El pan de los ángeles era el cuerpo de Cristo, la hostia sagrada que los niños recibían con miedo porque llegaban a creer de verdad que en aquel círculo de harina estaba el Señor y por lo tanto no se le podía hincar el diente. El pan de los ángeles había que colocárselo en los labios, llevarlo después a la lengua y dejar que se fuera consumiendo entre la bendita saliva. Masticarlo rozaba la profanación.
En los años de la posguerra, el día de la Primera Comunión era el más solemne del año para los niños y niñas acogidos en los hogares infantiles. Les hablaban del pan de los ángeles, pero a ellos, lo que realmente les alimentaba, era el bollo y la taza de chocolate que llegaba después, como premio por haber recibido a Cristo. Toda la blancura que rodeaba la ceremonia religiosa, desde los vestidos y los trajes inmaculados, toda la mística que montaban las monjas alrededor de aquel día tan señalado, saltaba por los aires en mil pedazos cuando aquellas almas puras se sentaban alrededor de la mesa y se llenaban de chocolate hasta el alma. Dónde estaba realmente Dios, en la sagrada forma que el sacerdote les colocaba en la boca o en aquellos dulces que devoraban como si no hubieran comido jamás.

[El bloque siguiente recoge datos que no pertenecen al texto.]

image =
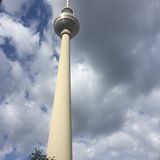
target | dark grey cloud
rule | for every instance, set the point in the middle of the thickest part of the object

El día de la Primera Comunión era tan sagrado que a los niños los paseaban en procesión por las calles de Almería. A finales de mayo y en el mes de junio teníamos niños de Comunión a todas horas. No solo eran los grandes protagonistas de la procesión del Corpus, sino que también aparecían en la procesión del Sagrado Corazón de Jesús que salía de la iglesia del mismo nombre. Por San Antonio, cuando en el distrito quinto se festejaba el día de su patrón, los Franciscanos adornaban la procesión del santo con los niños del colegio que ese año habían tomado por primera vez el cuerpo de Jesucristo.
Las primeras comuniones de los colegios religiosos estaban llenas de pompa y boato. La misa solía organizarse muy temprano, a las ocho de la mañana y a las nueve se servía el desayuno que tanto disfrutaban los niños. Cuando el colegio de las Jesuitinas, el Milagro o el de la Salle tenían comuniones era habitual que la misa la diera el Obispo. En los tiempos de don Alfonso Ródenas era costumbre que el prelado fuera saludando uno a uno a los niños, que perfectamente aleccionados le besaban el anillo en señal de respeto.
La infancia era sagrada para Iglesia en aquellos tiempos. Los niños formaban la cantera, ese pilar fundamental que garantizaba la continuidad de la gran maquinaria religiosa. Varias semanas antes de que hiciéramos la Primera Comunión, los curas iban al colegio a hacernos una visita y su presencia era tan importante que se detenían las clases y las matemáticas, la historia y el lenguaje, que entonces eran asignaturas sagradas, quedaban relegadas a un segundo plano para regocijo de los niños. Puestos a escoger, preferíamos las historias de fe y el miedo a los pecados, que hacer la tarea o que el maestro te preguntara la lección.